The growing parts of the world, meanwhile, are often the commodity belts, resource-rich places with good rule of law like Canada, Norway and Australia. Daniel Yergin, an energy guru, noted in Congressional testimony last month that the revolution in oil and gas extraction has led to 1.7 million new jobs in the United States alone, a number that could rise to three million by 2020. The shale revolution added $62 billion to federal revenues in 2012. At the same time, carbon-dioxide emissions are down 13 percent since 2007, as gas is used instead of coal to generate electricity. (These stats are merely the upside of down as we continue to defecate on the planet).
Most of us have grown up in a world in which we assumed that energy was scarce, or even running out. We could now be entering a world of relatively cheap energy abundance. (Thinking that's possible is the only way some people can live with themselves).
Most of us have grown up in a world in which oil states in the Middle East could throw their weight around because of their grip on the economy's life source. But the power of petro-states is on the wane. Yergin argues that the oil sanctions against Iran may not have been sustainable if not for the new alternate sources of supply. (Most of us have grown up in a world where the USA could throw its weight around because we had all the guns.).
We've grown accustomed to despotic regimes in Russia and Venezuela that live off oil and gas wealth. But those regimes are facing hard times, too. Gazprom is already offering roughly 10 percent discounts on existing contracts. The Nigerians and Venezuelans may find it hard to compete. People in China and elsewhere are wondering if the fracking revolution means that the 21st century will be another North American century, just like the last one. (We've grown accustomed to a despotic regime in America!).
What are the names of the people who are leading this shift? Who is the Steve Jobs of shale? Magazine covers don't provide the answers. Whoever they are, they don't seem hungry for celebrity or good with the splashy project launch. They are strong economically, but they are culturally off the map. (The revolution is being led by Derrick Jenson, Vandana Shiva, Bill McKibbon, Albert Bates, Naomi Klein, Paul Kingsnorth, Rob Hopkins and others - that you, David, are not following.)

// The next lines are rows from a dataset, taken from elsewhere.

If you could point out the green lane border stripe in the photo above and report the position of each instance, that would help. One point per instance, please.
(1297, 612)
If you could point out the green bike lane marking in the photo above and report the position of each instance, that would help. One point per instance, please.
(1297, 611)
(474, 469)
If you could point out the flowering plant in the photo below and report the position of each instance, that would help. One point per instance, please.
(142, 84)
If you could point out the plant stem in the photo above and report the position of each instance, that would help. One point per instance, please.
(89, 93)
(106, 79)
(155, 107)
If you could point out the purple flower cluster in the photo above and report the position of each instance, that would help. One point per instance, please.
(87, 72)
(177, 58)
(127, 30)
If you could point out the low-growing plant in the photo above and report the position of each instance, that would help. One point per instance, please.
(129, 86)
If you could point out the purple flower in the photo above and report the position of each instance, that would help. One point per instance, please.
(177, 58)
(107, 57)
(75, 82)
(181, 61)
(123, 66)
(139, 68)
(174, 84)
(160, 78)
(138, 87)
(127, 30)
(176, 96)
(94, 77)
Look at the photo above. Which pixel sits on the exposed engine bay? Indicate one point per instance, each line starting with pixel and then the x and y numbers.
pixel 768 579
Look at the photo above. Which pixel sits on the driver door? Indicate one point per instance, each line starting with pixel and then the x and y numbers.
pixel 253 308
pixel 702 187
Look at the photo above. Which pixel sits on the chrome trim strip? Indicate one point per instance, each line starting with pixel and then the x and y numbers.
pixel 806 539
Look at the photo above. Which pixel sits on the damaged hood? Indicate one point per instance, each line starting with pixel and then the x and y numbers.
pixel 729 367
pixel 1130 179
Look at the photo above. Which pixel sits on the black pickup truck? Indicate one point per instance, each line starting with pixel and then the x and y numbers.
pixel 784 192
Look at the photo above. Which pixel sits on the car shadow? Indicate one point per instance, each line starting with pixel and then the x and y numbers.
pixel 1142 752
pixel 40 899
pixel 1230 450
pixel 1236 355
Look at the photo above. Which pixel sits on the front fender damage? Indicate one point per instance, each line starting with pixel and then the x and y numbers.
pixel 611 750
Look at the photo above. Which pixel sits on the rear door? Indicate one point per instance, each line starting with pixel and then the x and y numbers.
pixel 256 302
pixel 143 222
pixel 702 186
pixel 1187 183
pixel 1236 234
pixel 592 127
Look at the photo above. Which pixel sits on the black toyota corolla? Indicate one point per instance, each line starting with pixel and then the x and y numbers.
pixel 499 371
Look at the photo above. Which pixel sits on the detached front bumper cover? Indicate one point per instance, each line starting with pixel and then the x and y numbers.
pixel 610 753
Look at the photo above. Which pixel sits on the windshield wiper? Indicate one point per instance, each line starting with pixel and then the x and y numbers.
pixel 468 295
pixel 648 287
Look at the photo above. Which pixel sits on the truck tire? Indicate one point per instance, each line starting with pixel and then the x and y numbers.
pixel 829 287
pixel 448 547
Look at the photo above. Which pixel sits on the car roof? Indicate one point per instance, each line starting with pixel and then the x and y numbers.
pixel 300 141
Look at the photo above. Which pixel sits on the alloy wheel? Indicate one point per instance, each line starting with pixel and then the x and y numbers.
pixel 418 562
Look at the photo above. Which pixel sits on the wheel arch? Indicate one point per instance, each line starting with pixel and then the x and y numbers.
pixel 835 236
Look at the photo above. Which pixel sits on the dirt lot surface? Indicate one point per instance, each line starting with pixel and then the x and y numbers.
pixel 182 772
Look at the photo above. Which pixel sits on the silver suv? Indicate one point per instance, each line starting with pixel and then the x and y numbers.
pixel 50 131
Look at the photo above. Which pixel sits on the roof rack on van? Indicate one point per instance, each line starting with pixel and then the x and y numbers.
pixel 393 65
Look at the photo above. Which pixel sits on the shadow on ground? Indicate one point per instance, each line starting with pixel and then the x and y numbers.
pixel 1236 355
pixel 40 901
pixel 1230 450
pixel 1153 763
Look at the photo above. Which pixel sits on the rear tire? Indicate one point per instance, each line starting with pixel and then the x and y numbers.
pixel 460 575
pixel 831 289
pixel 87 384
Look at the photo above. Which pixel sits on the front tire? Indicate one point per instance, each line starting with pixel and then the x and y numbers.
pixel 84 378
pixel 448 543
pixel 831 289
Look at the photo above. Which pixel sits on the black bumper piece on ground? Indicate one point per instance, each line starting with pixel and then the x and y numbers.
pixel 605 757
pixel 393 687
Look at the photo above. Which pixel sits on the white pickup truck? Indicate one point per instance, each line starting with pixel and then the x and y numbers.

This revolution will not be plenaried.
(With that I agree. The revolution will not be fully attended. Certainly you won't be there.)
.
2 comments :
Wow, cognitive dissonance in the extreme! Let's all believe the middle class is in ascendancy! What is up is down, what is failure is success.
It's a wonder many of us bother to pay attention to this malarky.
For those who are aware, it is a sorry, sad time. I feel like I'm almost ready to quit most of my internet viewing. What's the point?
The long emergency is at hand. The corporations, the fascist state is gathering power daily. It is happening in Hawaii as the current legislature is busy taking power away from the counties and the citizens and giving it to the corporations. They're ready to grant immunity to GMO companies who have already demonstrated their complete disregard to our health.
Do I need to read daily of the programmed demise of our society and nation? Do I need to keep going back to the well to again realize that all markets are manipulated, and yes the central bank ponzi scheme is roaring toward its final catastrophic demise?
Until it changes and people say enough, it's all a downhill slide. I've prepped and I can prep some more. OK, I'm going outside to prep some more (and turn off the computer), and be thankful for living on Kauai
Great BOLD comments deserve the thumbs up... David Brooks sounds convincing if you depend on the NY Times enlightening you. Admire those people Brooks says are "under the radar." Where has he been if he can't name at least one on that list? Under corporate wraps?